The stove had been disconnected last October when Myrna had almost burned down the house. “I’ll get Cleet to come fix it.”

“Tell him I need an exact time. I don’t have all day to wait around.”

Cleet had died fifteen years ago, but Emmy picked up her phone anyway. “I’ll text him right now.”

She mimed her thumb moving across the screen, but all she saw was Adam Huntsinger’s pinched features.

Emmy swiped right, and the previous page loaded with a close-up of another haggard face, this one in profile.

The woman was sitting in a church pew with her head turned up toward the cross. The caption read:

Barbara Jericho, the Real Broken Angel.

A text notification came through. Then another.

Then another. Emmy suppressed a groan she would never be able to explain to her mother.

Taybee had put out a call to the girl cousins to organize a baby shower for her daughter Kaitlynn.

One cousin had already complained about not being able to bring her husband.

Another had privately texted Emmy about how tacky it was to put an 800-dollar stroller on your wish list. Yet another had darkly joked about bringing a clothes hanger and a bottle of gin.

“Lordy, my arthritis is bad today.” Myrna flexed her hand, ignoring the angry red scar tracing down the back of her thumb. She had no memory of putting her fist through a window last month and almost slicing a tendon. “I hate when you’re on that thing when I’m trying to talk to you.”

Emmy put her phone down again. She knew better than to take the admonishment as a sign that Myrna had somehow managed to anchor herself in the present. “What do you want to talk about, Mom?”

“Don’t be ridiculous. I’m not your mother,” Myrna huffed. “Who’s in the driveway?”

Emmy was about to chalk up the question to her mother’s paranoia, but then she heard car wheels crunching gravel.

She went to look out of the kitchen window.

Kaitlynn was early today. Millie was already launching herself out of the red Mercedes.

She slammed the door, then staggered across the driveway with a determined scowl on her granny-apple face.

At ninety-two, she had taken the title of Oldest Living Clifton and was in no hurry to relinquish the crown.

Emmy told her mother, “Aunt Millie is here.”

“I don’t know that I’m up for talking this morning.”

Emmy didn’t think Kaitlynn was either. The engine revved as the Mercedes screeched out of the driveway. The girl had followed in her mother’s footsteps at UGA and had been practicing law for the last two years, a fact that made Emmy feel exactly eleventy billion years old.

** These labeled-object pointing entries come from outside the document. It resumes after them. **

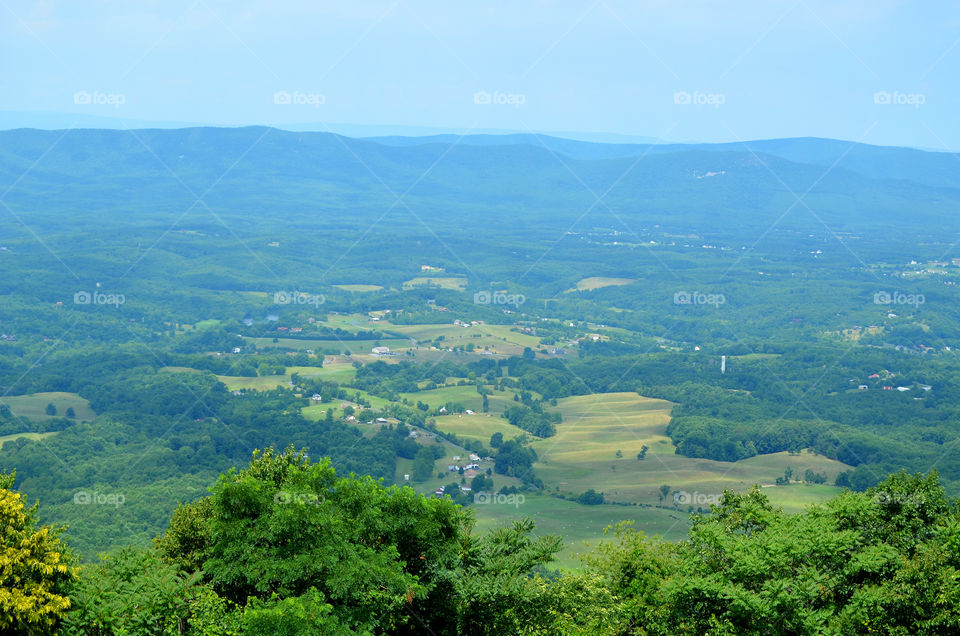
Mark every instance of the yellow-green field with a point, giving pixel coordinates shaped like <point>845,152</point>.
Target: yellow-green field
<point>598,282</point>
<point>34,406</point>
<point>465,395</point>
<point>496,338</point>
<point>581,527</point>
<point>353,346</point>
<point>359,288</point>
<point>340,371</point>
<point>477,427</point>
<point>583,455</point>
<point>444,282</point>
<point>31,436</point>
<point>265,383</point>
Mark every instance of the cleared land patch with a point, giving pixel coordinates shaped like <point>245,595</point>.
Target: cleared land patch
<point>583,455</point>
<point>34,406</point>
<point>359,288</point>
<point>443,282</point>
<point>581,527</point>
<point>598,282</point>
<point>31,436</point>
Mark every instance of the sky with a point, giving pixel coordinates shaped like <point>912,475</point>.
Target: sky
<point>876,71</point>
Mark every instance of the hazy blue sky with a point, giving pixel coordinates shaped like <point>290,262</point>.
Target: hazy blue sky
<point>880,71</point>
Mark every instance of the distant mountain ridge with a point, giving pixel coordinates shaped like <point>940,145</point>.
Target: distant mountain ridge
<point>512,178</point>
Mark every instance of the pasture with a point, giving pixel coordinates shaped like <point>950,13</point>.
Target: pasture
<point>34,405</point>
<point>599,282</point>
<point>583,455</point>
<point>31,436</point>
<point>360,288</point>
<point>581,527</point>
<point>443,282</point>
<point>477,427</point>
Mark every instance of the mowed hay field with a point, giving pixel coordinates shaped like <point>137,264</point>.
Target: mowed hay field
<point>31,436</point>
<point>34,406</point>
<point>496,338</point>
<point>581,527</point>
<point>443,282</point>
<point>477,427</point>
<point>465,395</point>
<point>599,282</point>
<point>583,455</point>
<point>359,288</point>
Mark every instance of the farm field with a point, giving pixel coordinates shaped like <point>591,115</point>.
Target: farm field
<point>359,288</point>
<point>34,406</point>
<point>443,282</point>
<point>342,372</point>
<point>264,383</point>
<point>581,526</point>
<point>599,282</point>
<point>477,427</point>
<point>498,338</point>
<point>31,436</point>
<point>466,395</point>
<point>353,346</point>
<point>583,455</point>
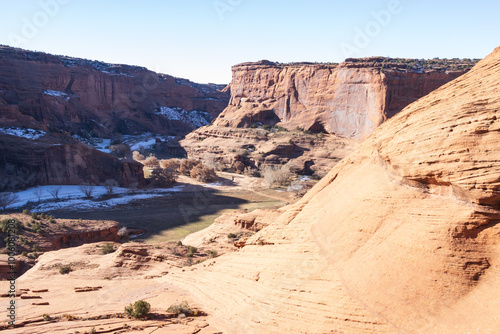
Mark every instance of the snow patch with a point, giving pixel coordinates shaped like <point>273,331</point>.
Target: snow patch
<point>23,133</point>
<point>56,93</point>
<point>195,118</point>
<point>71,197</point>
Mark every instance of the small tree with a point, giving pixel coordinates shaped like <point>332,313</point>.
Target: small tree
<point>151,162</point>
<point>163,177</point>
<point>87,189</point>
<point>203,174</point>
<point>7,199</point>
<point>276,175</point>
<point>239,167</point>
<point>120,150</point>
<point>54,192</point>
<point>170,163</point>
<point>110,186</point>
<point>138,156</point>
<point>38,193</point>
<point>140,309</point>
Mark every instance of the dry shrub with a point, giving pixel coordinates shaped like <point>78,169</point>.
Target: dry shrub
<point>173,164</point>
<point>151,162</point>
<point>203,174</point>
<point>276,175</point>
<point>187,166</point>
<point>137,156</point>
<point>163,177</point>
<point>239,167</point>
<point>120,150</point>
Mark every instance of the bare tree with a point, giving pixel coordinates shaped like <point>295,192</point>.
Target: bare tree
<point>38,193</point>
<point>54,192</point>
<point>7,199</point>
<point>110,186</point>
<point>87,189</point>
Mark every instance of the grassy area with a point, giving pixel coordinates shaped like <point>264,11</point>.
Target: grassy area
<point>171,218</point>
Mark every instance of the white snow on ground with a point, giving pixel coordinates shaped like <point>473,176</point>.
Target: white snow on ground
<point>72,197</point>
<point>194,117</point>
<point>145,143</point>
<point>145,140</point>
<point>56,93</point>
<point>103,145</point>
<point>24,133</point>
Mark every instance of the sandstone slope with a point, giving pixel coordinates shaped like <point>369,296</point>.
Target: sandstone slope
<point>402,236</point>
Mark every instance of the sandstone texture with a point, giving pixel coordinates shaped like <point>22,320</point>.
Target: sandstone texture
<point>349,99</point>
<point>401,236</point>
<point>254,148</point>
<point>61,160</point>
<point>39,90</point>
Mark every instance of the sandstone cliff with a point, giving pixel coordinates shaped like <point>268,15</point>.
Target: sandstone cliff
<point>349,99</point>
<point>401,236</point>
<point>102,99</point>
<point>60,159</point>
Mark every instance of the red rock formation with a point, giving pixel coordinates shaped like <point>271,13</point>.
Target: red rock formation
<point>60,159</point>
<point>348,100</point>
<point>403,236</point>
<point>75,94</point>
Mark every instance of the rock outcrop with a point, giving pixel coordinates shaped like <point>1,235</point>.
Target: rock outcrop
<point>90,97</point>
<point>401,236</point>
<point>59,159</point>
<point>349,99</point>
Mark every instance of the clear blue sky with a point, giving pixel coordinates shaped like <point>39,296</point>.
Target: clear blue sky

“Millie Clifton!” Millie announced, banging open the screen door before Emmy could get to it. Millie tossed a paper sack in her direction. Emmy said a silent prayer of thanks to Taybee for sending breakfast.

“Well don’t help me or nothing,” Millie complained.

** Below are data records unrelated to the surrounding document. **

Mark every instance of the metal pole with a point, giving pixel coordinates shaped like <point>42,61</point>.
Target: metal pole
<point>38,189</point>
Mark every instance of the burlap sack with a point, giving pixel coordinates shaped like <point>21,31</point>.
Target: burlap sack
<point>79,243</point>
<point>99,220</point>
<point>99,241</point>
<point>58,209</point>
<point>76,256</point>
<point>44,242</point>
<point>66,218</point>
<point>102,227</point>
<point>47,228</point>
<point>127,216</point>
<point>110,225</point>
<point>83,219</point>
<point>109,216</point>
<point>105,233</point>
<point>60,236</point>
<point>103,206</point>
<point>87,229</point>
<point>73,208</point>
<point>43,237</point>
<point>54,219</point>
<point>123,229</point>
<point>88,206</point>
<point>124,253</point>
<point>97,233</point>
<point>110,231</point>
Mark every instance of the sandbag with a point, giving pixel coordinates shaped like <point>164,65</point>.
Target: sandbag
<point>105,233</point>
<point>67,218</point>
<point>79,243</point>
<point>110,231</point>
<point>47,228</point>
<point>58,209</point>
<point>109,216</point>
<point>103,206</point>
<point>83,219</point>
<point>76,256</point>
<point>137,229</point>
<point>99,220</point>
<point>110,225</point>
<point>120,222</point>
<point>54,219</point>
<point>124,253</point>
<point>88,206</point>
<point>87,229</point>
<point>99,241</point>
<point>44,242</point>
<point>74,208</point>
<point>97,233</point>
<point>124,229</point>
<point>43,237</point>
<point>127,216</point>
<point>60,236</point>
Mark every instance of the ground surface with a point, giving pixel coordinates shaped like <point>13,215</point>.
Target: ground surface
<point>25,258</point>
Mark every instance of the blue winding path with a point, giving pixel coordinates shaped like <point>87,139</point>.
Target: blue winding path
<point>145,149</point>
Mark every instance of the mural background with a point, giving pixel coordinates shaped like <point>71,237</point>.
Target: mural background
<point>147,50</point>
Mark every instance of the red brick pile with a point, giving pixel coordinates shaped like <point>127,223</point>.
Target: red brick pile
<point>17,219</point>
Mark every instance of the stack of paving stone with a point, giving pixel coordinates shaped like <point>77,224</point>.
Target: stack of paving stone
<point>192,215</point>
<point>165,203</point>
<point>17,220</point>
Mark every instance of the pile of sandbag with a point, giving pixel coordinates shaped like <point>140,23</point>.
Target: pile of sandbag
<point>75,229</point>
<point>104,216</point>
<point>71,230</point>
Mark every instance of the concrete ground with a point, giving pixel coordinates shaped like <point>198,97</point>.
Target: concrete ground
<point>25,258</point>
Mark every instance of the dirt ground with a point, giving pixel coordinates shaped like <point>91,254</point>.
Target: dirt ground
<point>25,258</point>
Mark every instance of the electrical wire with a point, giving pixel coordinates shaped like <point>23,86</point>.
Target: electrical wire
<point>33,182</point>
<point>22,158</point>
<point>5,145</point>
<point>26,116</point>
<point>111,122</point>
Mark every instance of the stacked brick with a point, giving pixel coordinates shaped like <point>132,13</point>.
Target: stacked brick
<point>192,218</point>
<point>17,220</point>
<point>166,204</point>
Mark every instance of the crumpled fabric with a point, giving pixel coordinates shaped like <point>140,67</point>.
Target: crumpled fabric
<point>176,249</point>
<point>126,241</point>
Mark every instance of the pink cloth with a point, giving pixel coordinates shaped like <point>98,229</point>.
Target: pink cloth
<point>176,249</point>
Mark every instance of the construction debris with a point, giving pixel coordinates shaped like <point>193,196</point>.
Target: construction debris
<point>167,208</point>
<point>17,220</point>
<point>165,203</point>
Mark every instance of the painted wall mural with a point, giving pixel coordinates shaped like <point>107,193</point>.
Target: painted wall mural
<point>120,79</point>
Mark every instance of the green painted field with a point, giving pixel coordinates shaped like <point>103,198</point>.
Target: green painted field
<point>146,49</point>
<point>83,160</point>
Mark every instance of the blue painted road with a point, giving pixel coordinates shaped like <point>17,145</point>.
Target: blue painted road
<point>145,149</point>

Emmy couldn’t win with these old women today.

She passed her mother the paper sack as she helped Millie to the table.

The tote bag was so heavy that Millie’s skin had sagged into a puddle around the straps.

Library books pressed sharp creases into the corners along with a copy of the 1978 North Falls Whitepages.

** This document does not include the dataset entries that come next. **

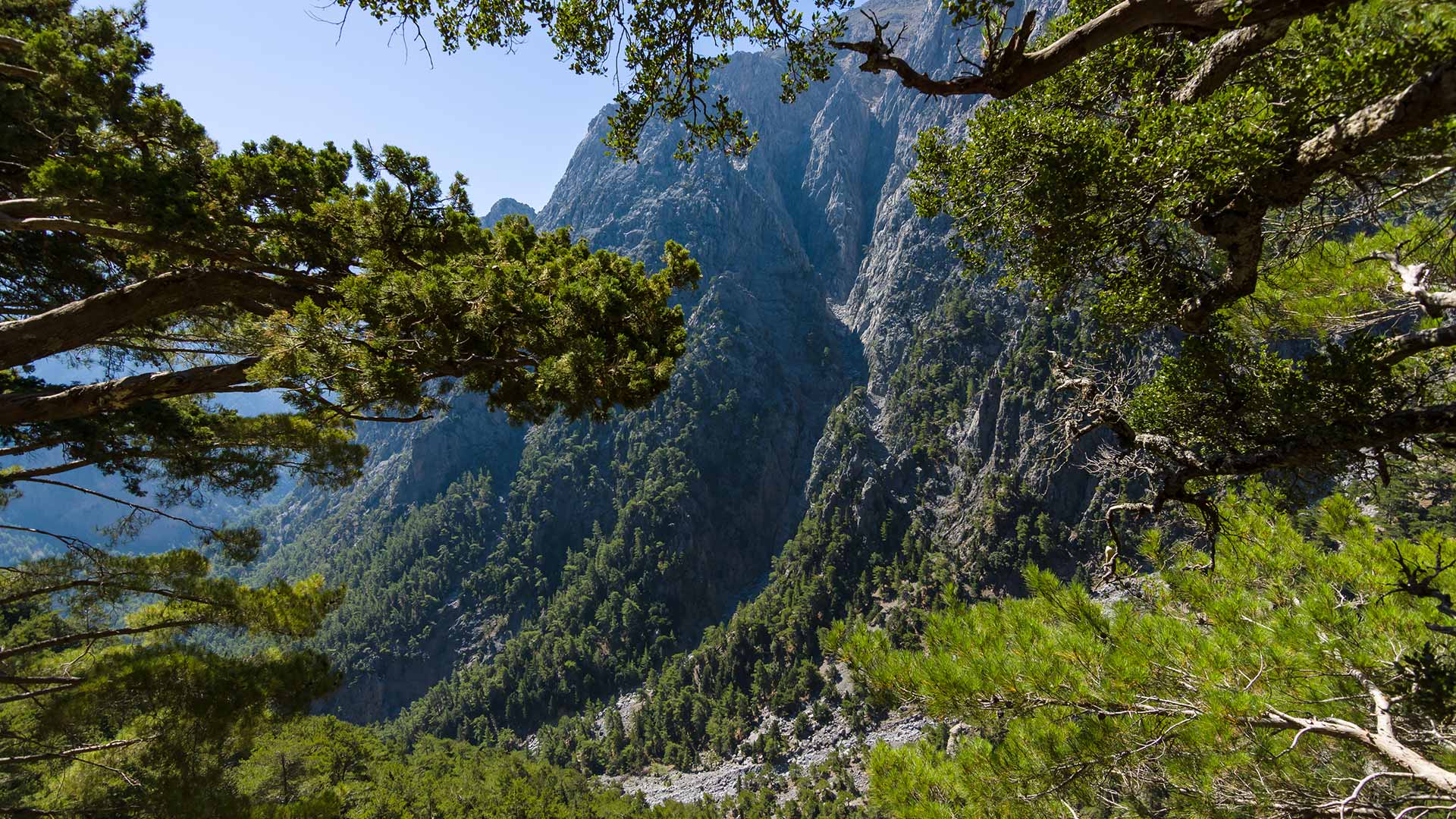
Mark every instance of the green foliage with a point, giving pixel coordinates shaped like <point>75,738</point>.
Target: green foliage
<point>267,268</point>
<point>107,704</point>
<point>1112,175</point>
<point>1185,697</point>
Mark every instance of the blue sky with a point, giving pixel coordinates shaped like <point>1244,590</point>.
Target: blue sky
<point>251,69</point>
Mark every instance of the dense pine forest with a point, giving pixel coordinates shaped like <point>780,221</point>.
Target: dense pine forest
<point>918,410</point>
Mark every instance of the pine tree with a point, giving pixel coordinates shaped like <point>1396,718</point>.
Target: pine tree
<point>1304,673</point>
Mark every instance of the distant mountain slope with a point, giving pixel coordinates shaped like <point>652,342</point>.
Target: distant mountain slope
<point>507,207</point>
<point>854,428</point>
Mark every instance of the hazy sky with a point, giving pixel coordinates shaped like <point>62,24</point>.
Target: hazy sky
<point>249,69</point>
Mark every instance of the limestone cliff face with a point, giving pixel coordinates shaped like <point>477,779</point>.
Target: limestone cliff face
<point>823,297</point>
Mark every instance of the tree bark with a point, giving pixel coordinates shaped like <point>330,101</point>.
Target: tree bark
<point>89,319</point>
<point>120,394</point>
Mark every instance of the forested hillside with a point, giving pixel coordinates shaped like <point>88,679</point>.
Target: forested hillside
<point>855,426</point>
<point>1050,413</point>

The books were just for show. Myrna couldn’t follow a story anymore.

They would spend the morning reading down the alphabetical list of names, Millie gossiping and laughing about people who were either dead or just as good as, none of whom Myrna could remember anymore.

“Did you see this garbage?” Millie grabbed a rolled-up newspaper from the tote and brandished it like she was threatening a dog. “The Perv on the front page. The whole town’s in an uproar. Got people calling me night and day. They’re ready to go out there and take matters into their own hands.”

“Tell them to calm down.” Emmy busied herself putting away the eggs and bacon. “Adam’s not gonna be out of prison for long.”